Question

I'm trying to get our CI machine (running Teamcity) to upload and promote Chef cookbooks once it's finished all of the tests, to make it a proper part of our deployment pipeline.

However, the client is not authorized to upload cookbooks, but I can't figure out how to tweak the ACL settings to make it work.

$ sudo bundle exec knife spork upload teamcity --environment production
ERROR: You authenticated successfully to https://api.opscode.com/organizations/<my-org> as ci but you are not authorized for this action 
Response:  missing create permission

I've tried (but failed with the same error):

  1. Giving the ci client read permissions in the Opscode admin.
  2. Using the validator user to upload the cookbooks.
  3. Doing a non-Spork upload (sudo bundle exec knife upload cookbooks/teamcity), but failing with a 403

I've also tried just listing the clients (sudo bundle exec knife client list), but that fails with Response: missing create permission.

The client and validator keys are located in /etc/chef, but I have a Knife config in <repo-path>/.chef/knife.rb (I'm trying to upload from <repo-path>).

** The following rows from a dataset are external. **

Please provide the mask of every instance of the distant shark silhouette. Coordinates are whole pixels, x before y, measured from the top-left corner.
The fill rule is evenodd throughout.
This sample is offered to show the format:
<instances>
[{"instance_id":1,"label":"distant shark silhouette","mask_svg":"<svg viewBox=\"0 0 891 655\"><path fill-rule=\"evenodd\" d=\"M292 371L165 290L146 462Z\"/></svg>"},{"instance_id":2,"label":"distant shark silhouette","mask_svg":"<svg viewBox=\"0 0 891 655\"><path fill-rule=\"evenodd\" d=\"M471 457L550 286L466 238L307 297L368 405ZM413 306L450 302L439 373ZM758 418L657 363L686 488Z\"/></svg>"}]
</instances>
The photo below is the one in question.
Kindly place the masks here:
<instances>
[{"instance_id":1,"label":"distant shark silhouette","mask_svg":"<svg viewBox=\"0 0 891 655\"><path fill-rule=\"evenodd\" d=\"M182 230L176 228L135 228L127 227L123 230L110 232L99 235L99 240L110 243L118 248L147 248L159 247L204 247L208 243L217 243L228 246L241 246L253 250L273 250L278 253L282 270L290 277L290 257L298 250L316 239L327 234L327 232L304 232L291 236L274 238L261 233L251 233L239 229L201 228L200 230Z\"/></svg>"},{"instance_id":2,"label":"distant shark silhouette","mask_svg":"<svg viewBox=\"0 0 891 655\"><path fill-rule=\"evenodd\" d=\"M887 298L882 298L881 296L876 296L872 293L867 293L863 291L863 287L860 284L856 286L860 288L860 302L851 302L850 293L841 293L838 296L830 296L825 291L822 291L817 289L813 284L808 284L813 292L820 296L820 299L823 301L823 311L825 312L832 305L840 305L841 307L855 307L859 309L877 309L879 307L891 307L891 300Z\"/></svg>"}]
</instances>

I'm guessing there's some kind of permission that I need to set, but after having poked around in both the old and new Opscode Management interface, I'm out of clues.

What gives?

NOTE: We're using the hosted-by-Opscode Enterprise Chef version.

Was it helpful?

Solution

According to the Chef support, the preferred way of doing this is to create a new User and use it to interact with the Chef Server from the CI node:

A User is more properly termed "Any user of the Chef Server API that is not a node running the chef-client program"

If you would like to avoid the above problem of having to assign Admin rights to a client, you can create a new User that will be used for doing uploads from the build server. All Users are allowed to upload cookbooks without needing to be members of the Admins group.

So, to sum things up:

  1. Create a new User in the Opscode Admin
  2. Make the user's key (.pem) available on the CI node.
  3. Ensure that the user from (1) is used in all knife commands (see --user and --key Knife options), e.g. knife upload cookbook <name> --user ci_user --key .chef/ci_user.pem

OTHER TIPS

You cannot use the validator client to upload cookbooks. This is a special client that is only able to register new (non-admin) clients.

In order to upload cookbooks, the client used by your CI has to have admin privileges (or need cookbook upload privileges, if there is such in Enterprise Chef).

You can either make the client used by the node an admin, or just create another client and configure this for use with knife (don't point it to /etc/chef/client.pem, but to somewhere else).

Disclaimer: I have only little knowledge about Enterprise Chef, but I guess it doesn't differ in this way.